51 to 7%, Co 40% or less as an accessory component, Mo,
W, V, Nb, Ta, Mn, and Cu are each 10% or less, Ti, Zr, Hf, Ag, Au, Al, Ge, and platinum group elements are each 7% or less, Sn, Sb, Ga, In,
5% or less for each rare earth element, 3% or less for Be, B,
Fe-Cr-Si based alloys consisting of 0.001 to 50% of one or two or more of 1% or less of C and N respectively and the balance Fe and a small amount of impurities are electrodeposited, vapor-deposited and electroless. By the method selected from plating or sputtering,
Form a thin film in the desired shape, or after forming the thin film, punch it into the desired shape and apply photo-etching or trimming to make it into an element. A thin film strain gauge characterized by being constructed in-plane to form a gauge pattern, and further constituting an electrode, which is either directly or further heat-treated in a non-oxidizing gas, a reducing gas or in a vacuum. 25. A weight ratio of Cr5 to 30%, Si0.

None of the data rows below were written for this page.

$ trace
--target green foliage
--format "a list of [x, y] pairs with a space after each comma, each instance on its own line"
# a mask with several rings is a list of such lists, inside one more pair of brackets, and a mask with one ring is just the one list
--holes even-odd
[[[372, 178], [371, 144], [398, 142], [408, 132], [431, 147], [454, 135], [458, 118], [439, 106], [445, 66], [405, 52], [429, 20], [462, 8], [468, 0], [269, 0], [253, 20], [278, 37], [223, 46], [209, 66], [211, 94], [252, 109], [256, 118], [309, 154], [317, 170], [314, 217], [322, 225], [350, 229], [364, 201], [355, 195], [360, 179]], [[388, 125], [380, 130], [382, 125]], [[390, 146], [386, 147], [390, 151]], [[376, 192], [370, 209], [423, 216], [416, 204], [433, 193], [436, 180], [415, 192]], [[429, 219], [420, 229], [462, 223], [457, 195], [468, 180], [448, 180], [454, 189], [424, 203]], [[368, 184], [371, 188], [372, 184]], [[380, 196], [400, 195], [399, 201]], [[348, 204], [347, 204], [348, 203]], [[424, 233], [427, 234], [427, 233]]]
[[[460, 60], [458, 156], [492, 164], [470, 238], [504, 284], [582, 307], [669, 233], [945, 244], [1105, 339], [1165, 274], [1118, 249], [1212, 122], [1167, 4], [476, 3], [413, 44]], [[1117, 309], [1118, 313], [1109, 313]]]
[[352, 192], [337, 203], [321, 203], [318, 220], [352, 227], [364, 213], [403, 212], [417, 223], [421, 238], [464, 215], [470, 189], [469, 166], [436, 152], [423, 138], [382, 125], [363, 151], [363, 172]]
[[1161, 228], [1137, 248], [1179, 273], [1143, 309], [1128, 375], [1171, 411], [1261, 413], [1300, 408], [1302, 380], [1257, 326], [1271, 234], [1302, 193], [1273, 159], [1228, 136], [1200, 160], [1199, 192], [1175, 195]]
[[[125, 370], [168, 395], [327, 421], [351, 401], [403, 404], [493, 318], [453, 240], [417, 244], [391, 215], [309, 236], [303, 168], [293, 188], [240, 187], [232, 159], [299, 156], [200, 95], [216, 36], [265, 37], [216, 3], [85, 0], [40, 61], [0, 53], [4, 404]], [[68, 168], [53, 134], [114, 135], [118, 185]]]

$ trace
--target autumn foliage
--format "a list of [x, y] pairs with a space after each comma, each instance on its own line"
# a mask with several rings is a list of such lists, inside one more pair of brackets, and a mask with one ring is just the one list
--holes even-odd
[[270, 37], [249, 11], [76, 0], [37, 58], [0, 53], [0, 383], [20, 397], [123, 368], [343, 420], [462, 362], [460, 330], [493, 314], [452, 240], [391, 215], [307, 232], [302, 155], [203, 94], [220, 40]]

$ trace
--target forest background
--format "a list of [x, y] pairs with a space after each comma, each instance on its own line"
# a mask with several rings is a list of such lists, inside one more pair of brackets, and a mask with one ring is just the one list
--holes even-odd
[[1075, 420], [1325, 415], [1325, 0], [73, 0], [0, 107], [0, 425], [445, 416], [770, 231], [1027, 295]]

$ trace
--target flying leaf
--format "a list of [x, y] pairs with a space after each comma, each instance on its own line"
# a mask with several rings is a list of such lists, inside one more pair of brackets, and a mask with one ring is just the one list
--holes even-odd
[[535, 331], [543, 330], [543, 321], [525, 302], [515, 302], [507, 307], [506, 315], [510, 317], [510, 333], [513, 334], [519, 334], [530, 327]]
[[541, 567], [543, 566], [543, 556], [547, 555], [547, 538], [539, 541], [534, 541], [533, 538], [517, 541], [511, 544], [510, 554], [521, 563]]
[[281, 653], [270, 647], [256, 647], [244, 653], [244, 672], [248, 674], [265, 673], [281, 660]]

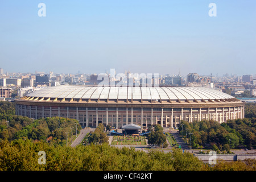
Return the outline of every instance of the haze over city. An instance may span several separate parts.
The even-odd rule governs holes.
[[[8,72],[254,75],[256,2],[9,1],[0,6]]]

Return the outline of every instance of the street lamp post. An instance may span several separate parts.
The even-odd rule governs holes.
[[[68,147],[68,133],[69,133],[65,132],[65,133],[67,134],[67,147]]]
[[[192,142],[191,142],[191,135],[192,135],[192,134],[193,134],[193,133],[189,133],[189,134],[190,134],[190,150],[192,149],[192,147],[191,147],[191,143],[192,143]]]
[[[77,137],[77,123],[76,123],[76,137]]]
[[[73,143],[73,127],[71,127],[70,128],[71,129],[71,143]]]
[[[187,130],[187,133],[186,133],[186,143],[188,143],[188,129],[186,129]]]

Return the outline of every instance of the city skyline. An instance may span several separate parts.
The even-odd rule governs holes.
[[[40,2],[0,7],[5,72],[255,74],[256,2],[43,1],[40,17]]]

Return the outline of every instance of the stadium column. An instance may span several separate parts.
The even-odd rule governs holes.
[[[98,126],[98,107],[96,107],[96,127]]]
[[[215,111],[216,111],[216,114],[215,114],[215,115],[216,115],[216,118],[215,118],[215,120],[216,120],[216,121],[218,121],[218,113],[217,113],[217,110],[218,110],[218,108],[217,108],[217,107],[216,107],[216,108],[215,108]]]
[[[133,107],[131,107],[131,123],[133,124]]]
[[[76,107],[76,120],[78,121],[78,107]]]
[[[171,128],[174,127],[174,108],[172,108],[172,115],[171,115]]]
[[[108,125],[108,122],[109,119],[109,113],[108,111],[108,107],[106,108],[106,125]]]
[[[31,106],[30,106],[30,118],[31,118]]]
[[[241,107],[237,107],[237,117],[238,118],[241,118]]]
[[[210,120],[210,107],[208,107],[208,121]]]
[[[190,122],[192,122],[192,121],[193,121],[193,119],[192,119],[192,117],[193,117],[193,111],[192,111],[192,110],[193,110],[193,108],[191,108],[190,109],[190,115],[191,115],[191,117],[190,117]]]
[[[126,125],[128,125],[128,108],[126,107]]]
[[[229,107],[229,119],[230,119],[230,107]]]
[[[222,122],[224,122],[224,107],[222,108]]]
[[[118,129],[118,108],[117,107],[117,129]]]
[[[175,128],[177,127],[177,115],[175,115],[175,122],[174,123],[174,126],[175,127]]]
[[[67,107],[67,118],[69,118],[68,117],[68,107]]]
[[[88,107],[86,107],[86,127],[88,127]]]
[[[38,106],[36,106],[36,119],[38,119]]]
[[[183,108],[181,108],[181,119],[180,121],[183,120]]]
[[[201,121],[201,107],[200,108],[199,108],[199,114],[200,114],[200,116],[199,116],[199,121]]]
[[[141,108],[141,129],[142,129],[143,125],[143,109]]]

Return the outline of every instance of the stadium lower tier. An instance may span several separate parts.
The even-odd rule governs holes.
[[[36,105],[26,101],[16,102],[16,114],[31,118],[59,117],[77,119],[82,127],[96,127],[100,123],[120,129],[123,125],[134,123],[146,128],[156,124],[162,127],[176,129],[181,120],[214,120],[219,123],[228,119],[244,118],[244,103],[236,105],[219,104],[179,107],[176,106],[163,107],[111,107]],[[89,105],[90,106],[90,105]],[[176,107],[175,107],[176,106]]]

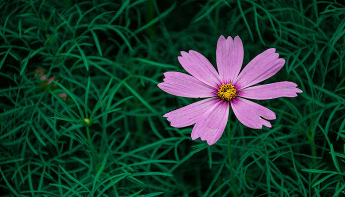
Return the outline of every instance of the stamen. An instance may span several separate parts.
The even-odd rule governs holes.
[[[218,86],[219,87],[219,86]],[[222,84],[219,87],[217,95],[222,99],[222,100],[229,101],[235,98],[237,96],[236,89],[231,83]]]

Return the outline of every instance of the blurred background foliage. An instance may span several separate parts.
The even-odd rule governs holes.
[[[344,1],[5,0],[0,9],[3,196],[344,195]],[[215,66],[221,34],[240,36],[244,65],[276,48],[286,63],[264,83],[293,81],[303,93],[258,102],[276,113],[272,129],[233,114],[208,146],[162,117],[198,99],[157,84],[185,72],[181,50]]]

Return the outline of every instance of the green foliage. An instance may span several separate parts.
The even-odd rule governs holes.
[[[344,2],[13,0],[0,8],[3,196],[345,193]],[[286,63],[265,83],[293,81],[303,93],[258,102],[276,112],[272,129],[232,115],[208,146],[162,117],[196,99],[157,84],[165,71],[184,72],[180,51],[215,65],[221,34],[241,36],[244,65],[276,48]],[[43,85],[37,68],[53,82]]]

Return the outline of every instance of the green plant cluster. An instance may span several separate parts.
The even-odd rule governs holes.
[[[1,196],[345,195],[343,1],[3,0],[0,10]],[[215,65],[221,34],[240,35],[243,65],[276,48],[286,63],[264,83],[303,93],[258,102],[276,113],[272,128],[231,114],[209,146],[162,117],[199,99],[157,84],[185,72],[182,50]],[[37,68],[56,77],[43,85]]]

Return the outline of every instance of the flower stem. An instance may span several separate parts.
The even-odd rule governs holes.
[[[236,188],[237,187],[235,185],[235,180],[234,180],[234,173],[233,172],[233,163],[232,160],[231,159],[231,148],[230,147],[231,143],[231,126],[230,120],[231,118],[231,112],[229,114],[229,118],[228,119],[228,161],[229,162],[229,168],[230,171],[230,179],[231,179],[231,185],[232,186],[232,193],[234,197],[237,197],[237,192],[236,191]]]
[[[91,153],[93,155],[95,153],[95,148],[94,147],[93,144],[92,144],[92,140],[91,140],[91,136],[90,134],[89,126],[86,126],[86,135],[87,135],[87,139],[89,140],[89,144],[90,144]]]

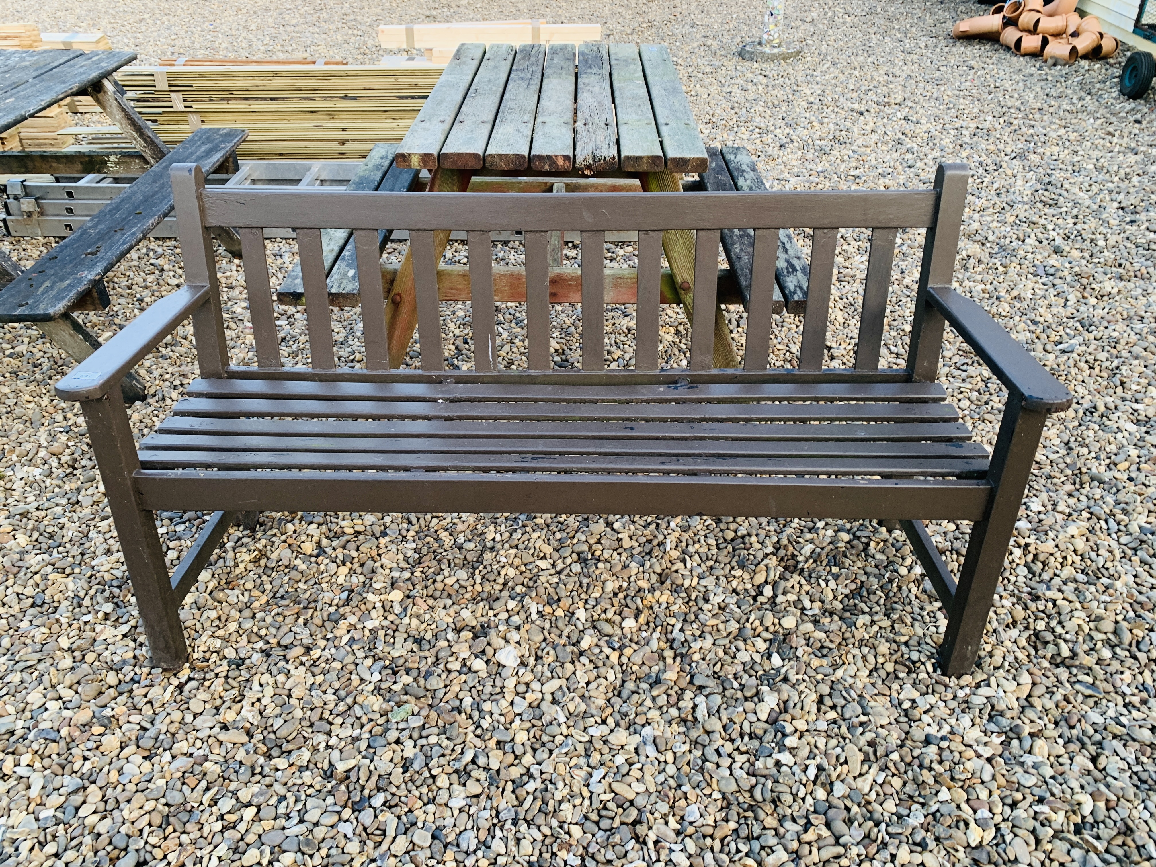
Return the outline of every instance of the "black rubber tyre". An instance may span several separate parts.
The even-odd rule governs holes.
[[[1139,99],[1148,92],[1156,74],[1156,58],[1147,51],[1133,51],[1120,73],[1120,92],[1129,99]]]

51 to 7%, 0.001 to 5% rare earth element, and 40% or less of each of Ni and Co as secondary components, Mo, W, V,
Nb, Ta, Mn, and Cu are each 10% or less, Ti,
Zr, Hf, Ag, Au, Al, Ge, platinum group elements each 7% or less, Sn, Sb, Ga, In, each 5% or less, Be 3% or less, B, C, N each 1% or less. 0.001 to 50% of one or more of them in total
And Fe-Cr- consisting of the balance Fe and a small amount of impurities
A Si-based alloy is formed by a method selected from electrodeposition, vapor deposition, electroless plating or sputtering to form a thin film in a desired shape, or after the thin film is formed, punched into a desired shape and subjected to processing such as photoetching or trimming. To form a gauge pattern by constructing the element of the component orthogonal to the element in the same plane as temperature compensation if necessary.
A thin film strain gauge, which further comprises an electrode and is heat-treated as it is or in a non-oxidizing gas, a reducing gas or a vacuum.